SSH Key Pair Rotation

Currently, the ssh key pair for the shoot nodes are created once during shoot cluster creation. These key pairs should be rotated on a regular basis.

Rotation Proposal

  • gardeneruser original user data component:
    • The gardeneruser create script should be changed into a reconcile script script, and renamed accordingly. It needs to be adapted so that the authorized_keys file will be updated / overwritten with the current and old ssh public key from the cloud-config user data.
  • Rotation trigger:
    • Once in the maintenance time window
    • On demand, by annotating the shoot with gardener.cloud/operation: rotate-ssh-keypair
  • On rotation trigger:
    • gardenlet
      • Prerequisite of ssh key pair rotation: all nodes of all the worker pools have successfully applied the desired version of their cloud-config user data
      • Creates or updates the secret ssh-keypair.old with the content of ssh-keypair in the seed-shoot namespace.

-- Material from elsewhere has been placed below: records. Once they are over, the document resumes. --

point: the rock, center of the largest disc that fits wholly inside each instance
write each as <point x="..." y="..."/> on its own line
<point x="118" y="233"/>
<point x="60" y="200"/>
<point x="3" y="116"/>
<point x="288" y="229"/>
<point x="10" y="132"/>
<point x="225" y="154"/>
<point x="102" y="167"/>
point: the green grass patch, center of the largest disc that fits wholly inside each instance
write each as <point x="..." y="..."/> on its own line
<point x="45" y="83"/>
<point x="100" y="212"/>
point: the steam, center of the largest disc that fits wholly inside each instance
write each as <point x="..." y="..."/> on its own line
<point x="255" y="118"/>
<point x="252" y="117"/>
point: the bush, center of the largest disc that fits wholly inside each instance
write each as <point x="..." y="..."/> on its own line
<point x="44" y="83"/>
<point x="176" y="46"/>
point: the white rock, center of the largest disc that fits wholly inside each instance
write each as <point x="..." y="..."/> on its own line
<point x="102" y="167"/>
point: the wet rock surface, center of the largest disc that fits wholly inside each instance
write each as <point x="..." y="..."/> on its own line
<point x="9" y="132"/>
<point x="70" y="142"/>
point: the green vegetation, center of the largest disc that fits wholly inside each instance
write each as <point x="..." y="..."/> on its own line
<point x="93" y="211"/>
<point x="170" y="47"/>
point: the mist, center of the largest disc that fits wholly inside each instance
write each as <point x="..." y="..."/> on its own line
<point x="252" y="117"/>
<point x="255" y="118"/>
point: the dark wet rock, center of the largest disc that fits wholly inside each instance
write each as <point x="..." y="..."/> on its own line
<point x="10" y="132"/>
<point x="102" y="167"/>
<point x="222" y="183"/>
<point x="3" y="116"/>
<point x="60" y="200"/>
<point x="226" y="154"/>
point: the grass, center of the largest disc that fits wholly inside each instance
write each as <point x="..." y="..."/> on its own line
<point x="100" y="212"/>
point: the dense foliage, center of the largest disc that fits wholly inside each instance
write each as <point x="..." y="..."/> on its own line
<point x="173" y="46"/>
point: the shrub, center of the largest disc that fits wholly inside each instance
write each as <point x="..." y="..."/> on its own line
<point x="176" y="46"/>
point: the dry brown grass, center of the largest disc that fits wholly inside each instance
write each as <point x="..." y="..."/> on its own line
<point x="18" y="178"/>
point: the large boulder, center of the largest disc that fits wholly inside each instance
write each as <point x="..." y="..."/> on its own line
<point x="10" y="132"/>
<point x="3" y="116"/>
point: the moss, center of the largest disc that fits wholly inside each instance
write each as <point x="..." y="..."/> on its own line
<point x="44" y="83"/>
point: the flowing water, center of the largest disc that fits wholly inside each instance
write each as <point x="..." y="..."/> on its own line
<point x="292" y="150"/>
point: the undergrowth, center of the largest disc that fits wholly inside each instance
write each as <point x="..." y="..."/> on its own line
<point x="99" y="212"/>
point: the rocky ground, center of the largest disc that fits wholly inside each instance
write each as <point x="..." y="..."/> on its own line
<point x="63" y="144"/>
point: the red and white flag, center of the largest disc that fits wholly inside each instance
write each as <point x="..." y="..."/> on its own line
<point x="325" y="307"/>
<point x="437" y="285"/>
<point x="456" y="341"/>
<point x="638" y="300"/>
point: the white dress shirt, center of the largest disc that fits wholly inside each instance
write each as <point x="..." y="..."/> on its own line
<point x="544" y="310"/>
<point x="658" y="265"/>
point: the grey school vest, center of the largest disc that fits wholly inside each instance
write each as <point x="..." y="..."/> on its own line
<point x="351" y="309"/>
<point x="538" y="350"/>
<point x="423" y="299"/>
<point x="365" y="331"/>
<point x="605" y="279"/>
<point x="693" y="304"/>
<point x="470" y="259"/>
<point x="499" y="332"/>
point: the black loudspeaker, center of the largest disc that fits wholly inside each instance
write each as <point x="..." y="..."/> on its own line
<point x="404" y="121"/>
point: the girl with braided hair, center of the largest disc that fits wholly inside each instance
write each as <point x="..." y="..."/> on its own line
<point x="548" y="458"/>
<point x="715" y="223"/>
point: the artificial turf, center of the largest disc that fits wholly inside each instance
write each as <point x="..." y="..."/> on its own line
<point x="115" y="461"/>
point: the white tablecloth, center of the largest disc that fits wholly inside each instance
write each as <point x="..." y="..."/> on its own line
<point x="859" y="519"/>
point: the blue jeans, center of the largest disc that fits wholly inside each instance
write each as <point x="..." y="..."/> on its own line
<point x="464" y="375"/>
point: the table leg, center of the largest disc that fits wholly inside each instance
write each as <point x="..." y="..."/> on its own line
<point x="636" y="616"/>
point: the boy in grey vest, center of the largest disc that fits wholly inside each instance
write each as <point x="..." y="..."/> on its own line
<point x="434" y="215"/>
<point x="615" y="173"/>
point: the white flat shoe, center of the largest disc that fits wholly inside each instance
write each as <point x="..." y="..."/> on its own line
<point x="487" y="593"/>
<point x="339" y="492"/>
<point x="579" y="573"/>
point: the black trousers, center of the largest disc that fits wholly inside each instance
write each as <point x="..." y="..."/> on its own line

The old private key can be used by clients as fallback, in case the new ssh public key is not yet applied on the node
      • Generates new ssh-keypair secret
      • The OperatingSystemConfig needs to be re-generated and deployed with the new and old ssh public key
    • As usual (for more details, see here):
      • Once the cloud-config-<X> secret in the kube-system namespace of the shoot cluster is updated, it will be picked up by the downloader script (checks every 30s for updates)
      • The downloader runs the “execution” script from the cloud-config-<X> secret
      • The “execution” script includes also the original user data script, which it writes to PATH_CLOUDCONFIG, compares it against the previous cloud config and runs the script in case it has changed
      • Running the original user data script will also run the gardeneruser component, where the authorized_keys file will be updated
      • After the most recent cloud-config user data was applied, the “execution” script annotates the node with checksum/cloud-config-data: <cloud-config-checksum> to indicate the success

Limitations

Each operating system has its own default user (e.g. core, admin, ec2-user etc). These users get their SSH keys during VM creation (however there is a different handling on Google Cloud Platform as stated below). These keys currently do not get rotated respectively are not removed from the authorized_keys file. This means that the initial ssh key will still be valid for the default operating system user.

On Google Cloud Platform, the VMs do not have any static users (i.e. no gardener user) and there is an agent on the nodes that syncs the users with their SSH keypairs from the GCP IAM service.